At Amsterdam’s Plastics Recycling Show Europe, the German machinery maker is positioning textile-to-textile PET recycling and lower-cost melt filtration as two of the sector’s most commercially urgent priorities.
BB Engineering will use Plastics Recycling Show Europe 2026 in Amsterdam on May 5–6 to spotlight its PET recycling portfolio, with particular emphasis on textile recycling and melt filtration. The company’s appearance is well aligned with the event’s role as one of Europe’s main showcases for plastics recycling technology, especially in a year when PRSE is marking its 10th edition at the RAI Amsterdam and drawing more than 450 exhibitors from across the recycling value chain.
The company’s core message is clear: textile-grade PET recycling needs more precise control over melt quality, viscosity and contamination if it is to scale reliably. BB Engineering says its VacuFil system is designed to process a broad range of PET inputs, including flakes, textile waste, fibre waste and start-up lumps, while enabling targeted intrinsic viscosity adjustment for the desired end product. The company states that the system’s patented Visco+ component uses liquid-state polycondensation to remove volatile contaminants and deliver a homogeneous melt with viscosity control of plus or minus 0.01 dl/g. BB Engineering also says the line can handle capacities from 150 to 4,000 kilograms per hour.
The second pillar is filtration economics. BB Engineering’s COBRA melt filter is being pitched as a response to one of recycling’s persistent operational problems: handling high contamination levels without excessive downtime, chemical cleaning or melt loss. According to the company, COBRA combines continuous large-area filtration with automated intermediate cleaning and dual filter cartridges with automatic switching, allowing uninterrupted operation even where conventional candle filters or screen changers struggle. BB Engineering says this design can reduce energy use, maintenance effort and operating costs while extending filter-media life.

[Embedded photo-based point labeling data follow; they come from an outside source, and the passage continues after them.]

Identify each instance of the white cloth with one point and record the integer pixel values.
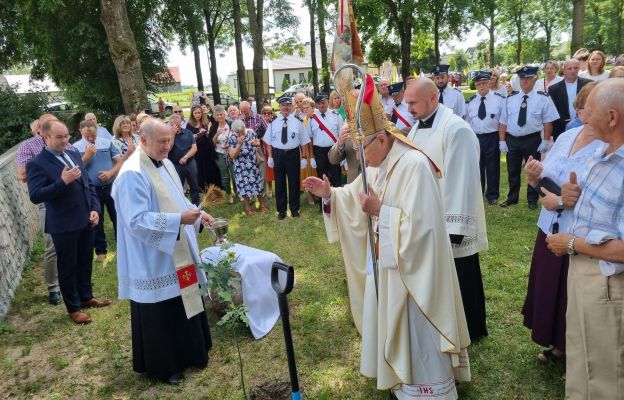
(146, 237)
(557, 166)
(254, 266)
(454, 148)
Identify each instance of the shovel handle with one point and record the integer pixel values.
(290, 278)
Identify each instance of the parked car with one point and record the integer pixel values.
(154, 109)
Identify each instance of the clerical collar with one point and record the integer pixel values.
(428, 122)
(157, 163)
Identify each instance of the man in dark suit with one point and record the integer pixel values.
(57, 177)
(563, 93)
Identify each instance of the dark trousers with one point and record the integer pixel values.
(324, 167)
(106, 201)
(188, 173)
(287, 165)
(74, 255)
(489, 164)
(520, 148)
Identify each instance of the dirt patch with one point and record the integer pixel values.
(271, 390)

For recyclers and fibre producers, the commercial significance lies in process stability. Textile PET recycling remains harder than bottle recycling because feedstock contamination, colour variability and property consistency all carry higher technical risk. BB Engineering’s strategy at PRSE suggests machinery suppliers increasingly see textile recycling not as a niche extension of PET recovery, but as a distinct investment case requiring dedicated decontamination, viscosity management and filtration performance. The next question is whether recyclers are ready to commit capital at scale as regulatory and brand pressure around textile circularity intensifies.